Trauma and Spiritual Bypassing

Hey there! This blog includes content involving sexual trauma. If that is not something that would be supportive to read about, take care of yourself, skip it and scroll on over to one of my other posts!

I work with many clients who would describe themselves as being on a healing journey. Some would call what they are on as a spiritual path. With this, often comes introspection and exploration of taking responsibility for one's life - which I love and support. 

What I can’t support is when the exploration of taking responsibility in the name of healing turns into victim blaming and dismissal of very real, devastating experiences.  



I can’t tell you how many stories I hear of survivors being asked what “their part” was in sexual trauma. They might be asked questions like what did they need to learn as part of their healing? What bigger meaning was the experience trying to show them? What belief might they have that needs to be worked through? 



I am assuming that asking these questions is a mis-guided way of trying to support the person to step into their power and to know that they have choices in their life. It might be a way of trying to ease the pain of what happened through meaning making of something that makes no sense. 
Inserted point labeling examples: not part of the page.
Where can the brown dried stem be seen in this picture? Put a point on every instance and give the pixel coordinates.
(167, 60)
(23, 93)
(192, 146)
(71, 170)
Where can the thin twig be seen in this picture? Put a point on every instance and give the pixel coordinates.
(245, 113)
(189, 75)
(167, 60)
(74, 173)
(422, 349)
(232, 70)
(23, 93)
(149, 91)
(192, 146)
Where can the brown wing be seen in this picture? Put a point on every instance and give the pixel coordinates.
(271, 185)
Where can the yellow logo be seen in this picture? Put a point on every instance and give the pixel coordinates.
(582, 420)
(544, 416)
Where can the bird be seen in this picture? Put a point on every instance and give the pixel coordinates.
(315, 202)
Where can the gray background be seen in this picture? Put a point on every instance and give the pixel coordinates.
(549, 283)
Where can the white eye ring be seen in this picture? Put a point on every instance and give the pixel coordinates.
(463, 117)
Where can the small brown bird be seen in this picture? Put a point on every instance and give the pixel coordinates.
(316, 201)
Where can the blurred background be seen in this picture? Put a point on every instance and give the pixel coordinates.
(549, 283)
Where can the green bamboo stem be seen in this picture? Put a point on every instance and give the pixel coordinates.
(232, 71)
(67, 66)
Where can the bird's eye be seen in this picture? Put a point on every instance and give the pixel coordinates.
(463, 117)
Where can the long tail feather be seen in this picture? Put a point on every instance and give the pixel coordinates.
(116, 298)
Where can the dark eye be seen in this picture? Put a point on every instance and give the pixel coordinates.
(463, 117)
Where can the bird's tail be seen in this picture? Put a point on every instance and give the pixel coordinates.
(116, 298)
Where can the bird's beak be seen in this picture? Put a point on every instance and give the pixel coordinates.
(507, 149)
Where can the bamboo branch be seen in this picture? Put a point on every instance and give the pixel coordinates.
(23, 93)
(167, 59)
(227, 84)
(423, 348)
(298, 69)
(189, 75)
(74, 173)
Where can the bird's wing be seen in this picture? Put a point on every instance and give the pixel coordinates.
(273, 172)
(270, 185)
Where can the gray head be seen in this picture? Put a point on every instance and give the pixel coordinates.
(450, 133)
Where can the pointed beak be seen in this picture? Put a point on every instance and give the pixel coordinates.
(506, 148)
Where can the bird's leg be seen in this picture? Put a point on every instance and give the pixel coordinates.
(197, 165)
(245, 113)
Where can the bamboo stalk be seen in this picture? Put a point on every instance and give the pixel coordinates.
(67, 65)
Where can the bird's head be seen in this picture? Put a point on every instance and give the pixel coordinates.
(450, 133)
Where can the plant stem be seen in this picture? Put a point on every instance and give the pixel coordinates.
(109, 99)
The problem is, not having a choice and being powerless is what makes sexual trauma a violation. Being told you had a choice and had responsibility in what happened on top of NOT having a choice or power is dangerous. 



Trauma on its own causes confusion, self-blame, and shame. And confusion, shame and self-blame grow even more when responsibility is distorted through these questions.
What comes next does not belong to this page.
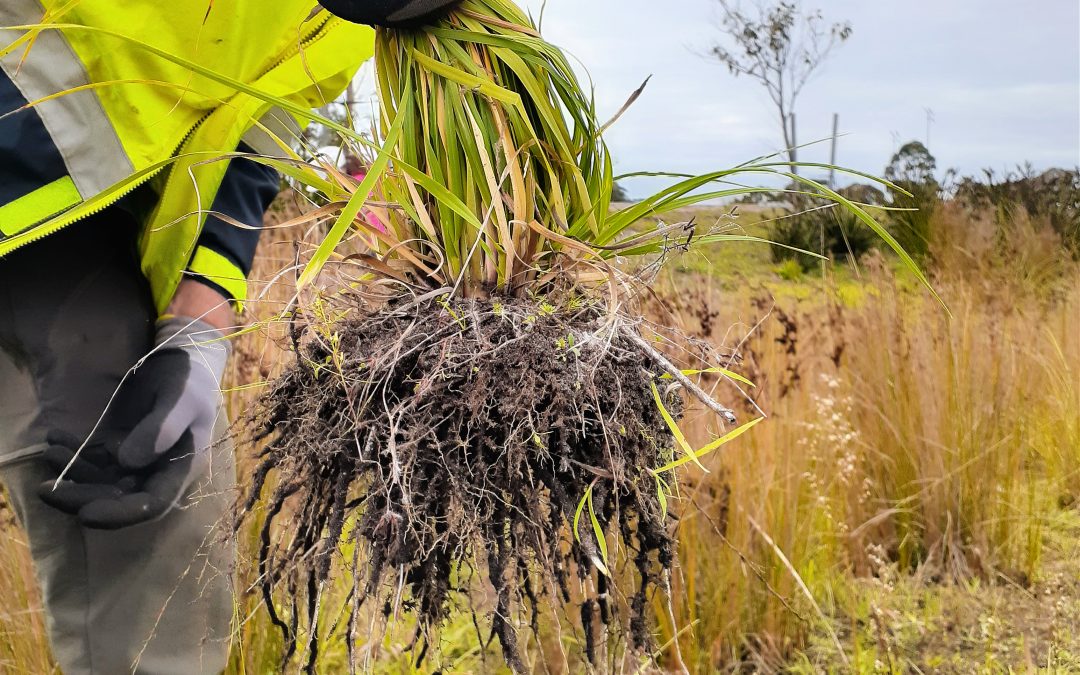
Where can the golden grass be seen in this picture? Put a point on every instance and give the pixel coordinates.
(901, 443)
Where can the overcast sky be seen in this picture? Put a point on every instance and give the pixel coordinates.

One term in the healing community that comes to mind is spiritual bypassing. Spiritual bypassing is when spiritual explanations are used to dismiss very real, often devastating  experiences. It is often a way to try to make meaning of something that doesn't make sense. It is often used to feel control where there is no control.  It is used to avoid pain. People use spiritual bypassing to soften emotion all the time and it is sometimes needed to not feel completely overwhelmed. But It bothers me when it is someone putting their own spiritual bypassing onto someone else’s experience “in the name of healing”. 



Life holds experiences that are painful, devastating and shouldn’t happen. Being with that truth is uncomfortable and painful. It should be uncomfortable and painful because the violation was so much more than uncomfortable and painful. It was devastating and harmful. Portraying it as anything different is a dismissal of what happened and does not allow space for very justified emotions. It does not allow for the reality of very real injustices and oppressions in life.  



Naming that someone did not have any responsibility or part in what happened does not mean they do not have choice and responsibility in their life. It is important for survivors to have choice and responsibility in how they want to move forward in their life. This is where the conversations and exploration of choice and responsibility can be supportive and needed. This is where the exploration of what matters in life or what values the survivor wants to move forward with is crucial. 



But not then, not when something so devastating as sexual trauma happened. Because there was no choice. And as painful as it is to be clear about the lack of control one can have in their life - it needs to be said. It needs to be said so that the psychological, physical, emotional and spiritual effects of trauma can be met and tended to without the additional self-blame and confusion that comes with spiritual bypassing.